Natürlich stehen wir noch ganz am Anfang unserer Forschung. In Zukunft gilt es, herauszufinden, was Mäuse tatsächlich optimistischer macht. Ist es vielleicht ein außerordentlich reich strukturierter Käfig, eine bestimmte soziale Gruppenstruktur, oder gar ein bestimmtes Spielzeug zur Beschäftigung? Mit unserem neuen Touchscreen-Test können wir all diesen Fragen endlich nachgehen. Damit sind wir unserem Ziel einen wichtigen Schritt nähergekommen: Wir haben nun ein wichtiges Werkzeug zur Hand, welches uns einen Einblick in die Gefühlswelt von Tieren ermöglicht.

©Abteilung für Verhaltensbiologie der Westfälischen Wilhelms-Universität Münster

Viktoria Siewert studierte Biowissenschaften an der Westfälischen Wilhelms-Universität Münster. Seit ihrer Bachelorarbeit forscht sie am Institut für Neuro- und Verhaltensbiologie und interessiert sich dabei besonders für die tierische Emotionswelt. Während ihrer Doktorarbeit entwickelte sie ein automatisiertes Verfahren zur Erfassung optimistischer und pessimistischer Bewertungstendenzen, so genannter „Cognitive Biases“, bei Mäusen. Seit 2020 konzentriert sie sich als Postdoktorandin auf die Frage, wie Optimismus und Pessimismus mit Tierpersönlichkeiten und Wohlergehen zusammenhängen.

3 Kommentare

  1. Sehr nett, danke, es fehlten noch die Definitionen von Optimismus und Pessimisus, Dr. Webbaer versucht sie für Ratten und Tiere generell beizubringen, stellvertretend :

    Optimismus liegt vor, wenn eigenen Erfahrungen getraut wird, sich darauf verlassen wird,
    Pessimismus liegt vor, wenn das gute Tier seinen Erfahrungen nicht ganz traut, skeptisch bleibt.

    Mit freundlichen Grüßen
    Dr. Webbaer (“Realist”, also irgendwas dazwischen)

  2. Ich denke es gibt noch sehr viel mehr nonverbale Signale, die sowohl bei Menschen wie auch bei Tieren Auskunft über ihre innere Gestimmheit geben.
    Neben Verhaltens- und Entscheidungstest könnte etwa das Schlaf- und Essverhalten, die Lust am sich Bewegen oder am Erforschen einer unbekannten Umgebung und vieles mehr dazu dienen, Auskunft über die innere Gestimmheit zu geben.

    Vorschlag: Um nonverbale Signale bei Tieren richtig interpretieren zu lernen, schlage ich vor Tiere mit Video konstant zu überwachen und sie bekannten Stressoren und Antistressoren, bekannten enspannenden Situationen und bekannten Konfliktsituationen auszusetzen.
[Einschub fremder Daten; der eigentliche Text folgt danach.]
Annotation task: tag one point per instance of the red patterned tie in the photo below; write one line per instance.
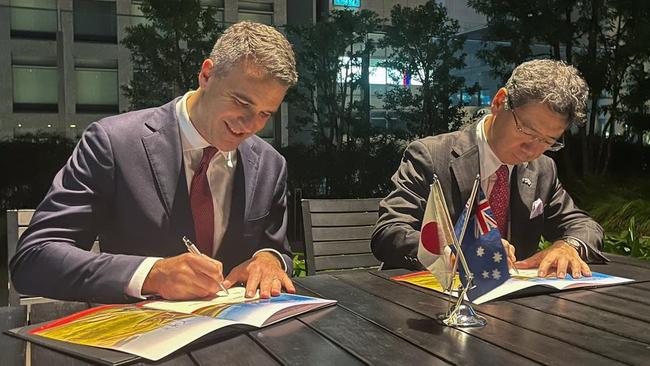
(500, 199)
(201, 202)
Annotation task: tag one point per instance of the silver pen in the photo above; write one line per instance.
(193, 249)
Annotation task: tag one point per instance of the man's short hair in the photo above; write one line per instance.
(263, 45)
(553, 83)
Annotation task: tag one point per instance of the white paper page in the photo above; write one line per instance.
(235, 295)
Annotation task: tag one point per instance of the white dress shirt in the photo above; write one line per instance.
(488, 160)
(221, 173)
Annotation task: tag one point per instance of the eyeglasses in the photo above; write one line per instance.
(552, 144)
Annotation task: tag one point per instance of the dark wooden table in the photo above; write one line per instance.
(381, 322)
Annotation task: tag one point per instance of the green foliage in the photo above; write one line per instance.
(613, 202)
(299, 269)
(167, 50)
(359, 170)
(629, 242)
(326, 98)
(424, 43)
(29, 162)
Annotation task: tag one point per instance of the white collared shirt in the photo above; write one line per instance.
(488, 160)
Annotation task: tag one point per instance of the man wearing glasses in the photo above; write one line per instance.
(527, 117)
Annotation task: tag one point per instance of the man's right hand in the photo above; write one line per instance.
(184, 277)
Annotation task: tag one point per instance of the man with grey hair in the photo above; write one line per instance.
(144, 180)
(541, 100)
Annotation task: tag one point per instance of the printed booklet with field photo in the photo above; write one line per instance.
(526, 282)
(154, 329)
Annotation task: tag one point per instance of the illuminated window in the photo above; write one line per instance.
(35, 88)
(95, 21)
(256, 12)
(97, 90)
(33, 19)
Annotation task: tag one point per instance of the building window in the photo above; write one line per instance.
(33, 19)
(95, 21)
(219, 5)
(97, 90)
(256, 12)
(35, 88)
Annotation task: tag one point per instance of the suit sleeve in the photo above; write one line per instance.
(53, 257)
(276, 232)
(564, 219)
(397, 233)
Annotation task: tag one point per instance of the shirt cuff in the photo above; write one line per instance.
(134, 289)
(277, 254)
(587, 253)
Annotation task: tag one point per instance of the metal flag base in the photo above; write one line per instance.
(463, 317)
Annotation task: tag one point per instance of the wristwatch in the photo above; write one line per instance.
(575, 244)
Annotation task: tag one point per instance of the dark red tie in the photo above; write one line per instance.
(500, 199)
(201, 202)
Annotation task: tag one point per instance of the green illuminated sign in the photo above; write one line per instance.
(348, 3)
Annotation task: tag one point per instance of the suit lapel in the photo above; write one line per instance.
(465, 163)
(231, 251)
(249, 160)
(164, 152)
(523, 186)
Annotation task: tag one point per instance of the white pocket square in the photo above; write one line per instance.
(537, 208)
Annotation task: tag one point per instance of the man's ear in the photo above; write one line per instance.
(499, 101)
(206, 73)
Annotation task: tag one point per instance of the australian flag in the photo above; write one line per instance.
(483, 249)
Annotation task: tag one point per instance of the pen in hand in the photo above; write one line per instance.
(193, 249)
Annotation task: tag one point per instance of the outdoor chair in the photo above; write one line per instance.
(337, 233)
(17, 223)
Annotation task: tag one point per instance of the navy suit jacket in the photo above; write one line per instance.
(453, 157)
(125, 183)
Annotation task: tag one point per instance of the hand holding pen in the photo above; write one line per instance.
(184, 277)
(193, 249)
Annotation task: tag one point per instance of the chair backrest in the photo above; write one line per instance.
(338, 232)
(17, 223)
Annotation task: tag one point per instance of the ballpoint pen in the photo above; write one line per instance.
(512, 264)
(193, 249)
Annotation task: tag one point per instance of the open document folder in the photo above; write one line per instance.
(154, 329)
(526, 282)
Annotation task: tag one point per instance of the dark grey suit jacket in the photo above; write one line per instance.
(453, 157)
(125, 182)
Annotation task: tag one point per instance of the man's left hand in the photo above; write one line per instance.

Eine Programm der künstlichen Intelligenz lernt dann aus den vielen tausend Videos, die richtigen Signale herauszulesen (das Verhalten, welches eine bestimmte Gestimmheit kennzeichnet) und einmal trainiert, kann das KI-Programm dann Echtzeitanalysen an den Tieren vornehmen.

    • Ergänzung: Automated analysis of animal behaviour berichtet über eine ETH-Studie, die mittels künstlicher Intelligenz das Tierverhalten in objektiver Weise untersucht um es besser zu verstehen und um – unter anderem – Zoos dabei zu helfen, das Tierwohl zu verbessern. Man liest dort:

      Der Bildanalyse-Algorithmus, den sie entwickelt haben, nutzt Machine Learning. Es kann einzelne Tiere identifizieren (voneinander unterscheiden) und spezifische Verhaltensweisen identifizieren, die beispielsweise Neugier, Angst oder harmonische soziale Interaktionen mit anderen Mitgliedern ihrer Art signalisieren.

      Auch der Forschungsartikel Applications of machine learning in animal behaviour studies meint, die maschinelle Auswertung von Tiervideos bringe wertvolle Erkenntnisse:

      – Maschinelles Lernen (ML) bietet einen hypothesenfreien Ansatz zur Modellierung komplexer Daten.
      – Wir präsentieren einen Überblick über ML-Techniken, die für die Untersuchung des Tierverhaltens relevant sind.
      – Die wichtigsten ML-Ansätze werden anhand von drei verschiedenen Fallstudien veranschaulicht.
      – ML bietet eine nützliche Ergänzung zur analytischen Toolbox des Tierverhaltensforschers.